De acordo com Luiz Cláudio Fossati, da Fundação de Meio Ambiente de Santa Catarina (Fatma), a propriedade com até 30 hectares de área, responsável por 80% da renda bruta do agricultor é considerada familiar e pode se beneficiar da portaria, aliando APPs com reserva legal, mas, para isso, é necessária entrada de processo junto à Fundação. Ele explica que hoje a região ainda passa por um processo produtivista, mas aos poucos começa a ser formada uma consciência ambiental e subsequente respeito ao meio ambiente, mediado por ações de educação e fiscalização.

A aplicação da Lei Federal no Estado, que apresenta características de ocupação bastantes diferentes em relação às grandes cadeias produtivas do País, de acordo com Fossati, é muitas vezes inviável. A constituição agrícola da região do Planalto Norte, formada por propriedades minúsculas que enfrentam dificuldades para se enquadrar na Lei, possibilita uma discussão das formas de inclusão aliada a preservação dos recursos naturais. ?Preservar 20% das terras é muito importante. Se esses 20% devem ficar dentro da propriedade, isso é um ponto que pode ser discutido. O que não é discutível é a necessidade da preservação, que deve ser clara e cumprida pelo proprietário de terra. Nossa função hoje, como Fatma, é fazer cumprir o que determina a Lei, mas é claro que é importante o empenho para desenvolver uma legislação que seja viável para ambos os pontos de defesa?, afirma.

 

AMEAÇA À AGRICULTURA

A Frente Parlamentar da Agropecuária, que defende a causa agrícola em Brasília, é uma das grandes opositoras da averbação da Lei da reserva legal, em defesa das áreas agricultáveis do País. De acordo com o deputado federal catarinense Valdir Colatto (PMDB), integrante da FPA, a averbação da reserva legal em 20% da área de cada propriedade é uma medida bastante prejudicial para o Estado de Santa Catarina. Segundo Colatto, a Legislação Ambiental imposta em todo o País com base nos biomas existentes é uma medida que inviabiliza a expansão rural. ?Nosso Estado tem uma estrutura característica marcada pela pequena propriedade rural e a reserva legal é um erro de origem da Legislação. É um erro porque coloca como unidade territorial a propriedade, que se divide e se transforma em inúmeras propriedades menores, diminuindo a área de plantio para cada produtor, que submetido a essa Lei, tem uma queda considerável na quantidade de terras agricultáveis?, explica.
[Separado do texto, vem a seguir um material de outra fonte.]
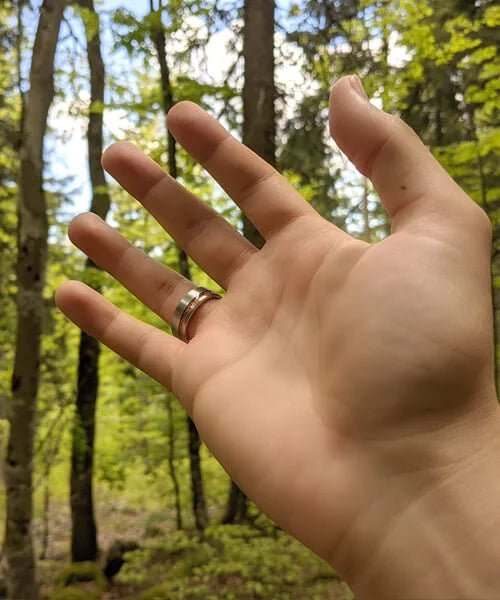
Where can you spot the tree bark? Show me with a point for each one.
(30, 268)
(259, 91)
(197, 493)
(83, 526)
(259, 134)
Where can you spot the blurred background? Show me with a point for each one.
(106, 490)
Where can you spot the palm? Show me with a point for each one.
(327, 356)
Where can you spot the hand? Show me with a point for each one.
(341, 384)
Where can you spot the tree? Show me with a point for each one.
(83, 526)
(198, 497)
(259, 134)
(30, 269)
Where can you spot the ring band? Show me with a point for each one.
(188, 305)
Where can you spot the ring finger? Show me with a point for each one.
(205, 236)
(159, 287)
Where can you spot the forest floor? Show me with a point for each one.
(227, 562)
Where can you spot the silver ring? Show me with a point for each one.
(188, 305)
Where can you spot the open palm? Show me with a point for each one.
(330, 363)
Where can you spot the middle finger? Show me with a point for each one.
(205, 236)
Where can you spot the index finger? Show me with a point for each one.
(266, 198)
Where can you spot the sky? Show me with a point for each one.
(68, 147)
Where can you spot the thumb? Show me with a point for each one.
(409, 180)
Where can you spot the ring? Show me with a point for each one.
(188, 305)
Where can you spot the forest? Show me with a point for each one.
(106, 489)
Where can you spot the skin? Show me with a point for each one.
(347, 388)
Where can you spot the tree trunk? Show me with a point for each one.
(259, 134)
(171, 463)
(31, 266)
(259, 92)
(83, 527)
(198, 496)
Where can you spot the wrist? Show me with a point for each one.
(432, 533)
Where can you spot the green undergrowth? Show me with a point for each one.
(230, 562)
(79, 581)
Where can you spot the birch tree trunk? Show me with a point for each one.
(30, 269)
(83, 526)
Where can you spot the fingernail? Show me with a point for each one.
(358, 87)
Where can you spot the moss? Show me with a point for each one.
(74, 593)
(81, 572)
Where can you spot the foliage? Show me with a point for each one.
(80, 572)
(74, 593)
(434, 64)
(233, 562)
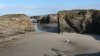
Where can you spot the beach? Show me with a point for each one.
(40, 43)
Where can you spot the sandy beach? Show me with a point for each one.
(38, 44)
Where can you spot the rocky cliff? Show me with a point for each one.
(48, 19)
(79, 21)
(14, 24)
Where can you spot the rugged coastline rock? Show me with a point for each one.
(14, 24)
(79, 21)
(47, 19)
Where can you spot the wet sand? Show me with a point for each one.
(38, 44)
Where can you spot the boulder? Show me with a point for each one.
(14, 24)
(49, 19)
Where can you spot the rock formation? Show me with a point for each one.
(14, 24)
(48, 19)
(79, 21)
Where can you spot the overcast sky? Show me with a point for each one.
(42, 7)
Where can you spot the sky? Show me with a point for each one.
(43, 7)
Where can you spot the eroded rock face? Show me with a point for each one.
(80, 21)
(48, 19)
(14, 24)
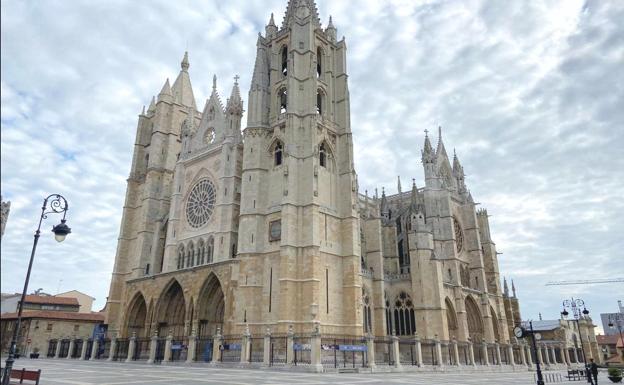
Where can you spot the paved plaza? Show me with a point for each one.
(73, 372)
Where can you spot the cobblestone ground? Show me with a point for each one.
(71, 372)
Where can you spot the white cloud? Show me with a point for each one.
(530, 94)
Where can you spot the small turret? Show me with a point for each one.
(165, 93)
(414, 197)
(331, 31)
(271, 28)
(152, 107)
(235, 102)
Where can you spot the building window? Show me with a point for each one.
(278, 154)
(275, 230)
(368, 323)
(404, 317)
(283, 100)
(285, 60)
(319, 62)
(323, 155)
(319, 102)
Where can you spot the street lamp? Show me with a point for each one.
(575, 306)
(617, 319)
(53, 204)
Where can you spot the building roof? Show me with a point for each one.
(74, 291)
(51, 300)
(607, 340)
(59, 315)
(546, 325)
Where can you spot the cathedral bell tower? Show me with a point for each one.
(299, 233)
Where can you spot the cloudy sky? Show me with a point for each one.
(530, 93)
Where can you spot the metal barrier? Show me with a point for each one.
(77, 351)
(407, 352)
(279, 350)
(103, 349)
(429, 353)
(203, 349)
(464, 353)
(343, 351)
(256, 347)
(64, 352)
(121, 349)
(161, 343)
(384, 353)
(302, 351)
(89, 349)
(492, 355)
(230, 349)
(178, 349)
(141, 349)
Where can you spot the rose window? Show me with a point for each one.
(200, 203)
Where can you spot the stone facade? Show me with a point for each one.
(39, 327)
(227, 232)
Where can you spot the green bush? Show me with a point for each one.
(615, 372)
Colatto defende que o fato dessa característica não ter sido observada representa um problema preocupante para a agricultura do Estado, protegida até dezembro de 2009 pelo decreto 6514, que adia o prazo para averbação da Reserva legal. O parlamentar acredita que, diante dos esforços realizados pela FAP em Brasília, até que a data prevista para funcionamento efetivo da Lei, uma nova Legislação Ambiental será aprovada para o País, respeitando as peculiaridades de cada região geográfica.